Eleições: Mais de 56 mil pessoas pediram para votar antecipadamente

Da Redação
Com Lusa

Mais de 56 mil pessoas pediram, entre domingo e quinta-feira, para votar antecipadamente nas eleições legislativas, sendo Lisboa o distrito com mais pedidos, segundo informação disponibilizada pela Secretaria-Geral do Ministério da Administração Interna (SGMAI).

De acordo com o relatório disponível no portal da SGMAI, o número total de eleitores que solicitaram o voto antecipado em Portugal continental e nas regiões autônomas da Madeira e dos Açores é de 56 287.

Apesar de alguns segmentos da população, como os presos ou doentes internados, já poderem votar antecipadamente, este mecanismo apenas foi disponibilizado a todos os portugueses, que estejam recenseados em território nacional, nas últimas eleições europeias de 26 de maio.

De acordo com a informação disponível no site da Comissão Nacional de Eleições (CNE), o sufrágio antecipado em mobilidade pode ser feito neste domingo, dia 29, em “qualquer capital de distrito no continente ou de cada uma das ilhas das Regiões Autônomas”.

Por exemplo, um eleitor de Viana do Castelo não puder votar em 6 de outubro – e não precisa dar justificação – pode pedir para votar na semana anterior e escolher onde pretende fazê-lo, no seu círculo eleitoral ou em qualquer outro à sua escolha. O boletim de voto corresponderá ao do seu círculo.
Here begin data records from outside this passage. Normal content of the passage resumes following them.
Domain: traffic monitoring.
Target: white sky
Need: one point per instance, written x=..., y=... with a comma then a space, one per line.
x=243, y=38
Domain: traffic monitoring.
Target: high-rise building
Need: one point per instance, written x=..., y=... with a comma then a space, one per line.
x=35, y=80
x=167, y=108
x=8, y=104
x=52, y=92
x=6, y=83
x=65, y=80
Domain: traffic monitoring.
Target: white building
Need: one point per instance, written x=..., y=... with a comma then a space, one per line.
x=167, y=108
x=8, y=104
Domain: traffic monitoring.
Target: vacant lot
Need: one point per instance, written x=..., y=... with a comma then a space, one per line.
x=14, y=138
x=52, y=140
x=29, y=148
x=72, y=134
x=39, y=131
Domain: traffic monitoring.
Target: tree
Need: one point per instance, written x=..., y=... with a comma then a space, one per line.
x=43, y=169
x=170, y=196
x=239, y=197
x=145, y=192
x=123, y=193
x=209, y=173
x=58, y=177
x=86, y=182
Lisboa é o distrito com mais pedidos de voto antecipado em mobilidade (21 600), seguido pelo Porto (9 338) e Coimbra (3 045). O distrito em Portugal continental onde menos pessoas solicitaram o voto antecipado foi Portalegre, com 399 pedidos.

Em relação às regiões autônomas, a ilha da Madeira foi a que registou mais pedidos de votação antecipada (1 120), seguida pela ilha de São Miguel (545), nos Açores. A ilha do Corvo, também no arquipélago dos Açores, foi a que registou menos pedidos, apenas quatro — o mesmo número de inscrições que nas europeias.
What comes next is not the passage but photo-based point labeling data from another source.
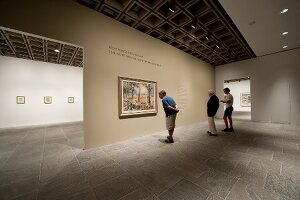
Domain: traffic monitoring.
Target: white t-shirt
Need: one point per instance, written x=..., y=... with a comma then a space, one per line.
x=228, y=97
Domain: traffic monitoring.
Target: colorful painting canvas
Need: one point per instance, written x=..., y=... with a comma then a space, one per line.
x=137, y=97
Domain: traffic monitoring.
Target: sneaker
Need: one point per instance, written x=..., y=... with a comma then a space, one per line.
x=230, y=130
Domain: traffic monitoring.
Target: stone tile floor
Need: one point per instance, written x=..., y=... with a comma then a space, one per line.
x=257, y=161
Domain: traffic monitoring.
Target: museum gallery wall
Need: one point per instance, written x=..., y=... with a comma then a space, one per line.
x=37, y=93
x=275, y=86
x=114, y=50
As pessoas que pediram para votar antecipadamente em mobilidade representam 0,60% dos portugueses recenseados em território nacional, de um total de 9 343 908 eleitores.

Um eleitor que se tenha inscrito para votar antecipadamente, mas que não consiga votar este domingo, ainda pode exercer o direito de voto no próprio dia das eleições legislativas, 06 de outubro, “na assembleia ou secção de voto onde se encontra recenseada”.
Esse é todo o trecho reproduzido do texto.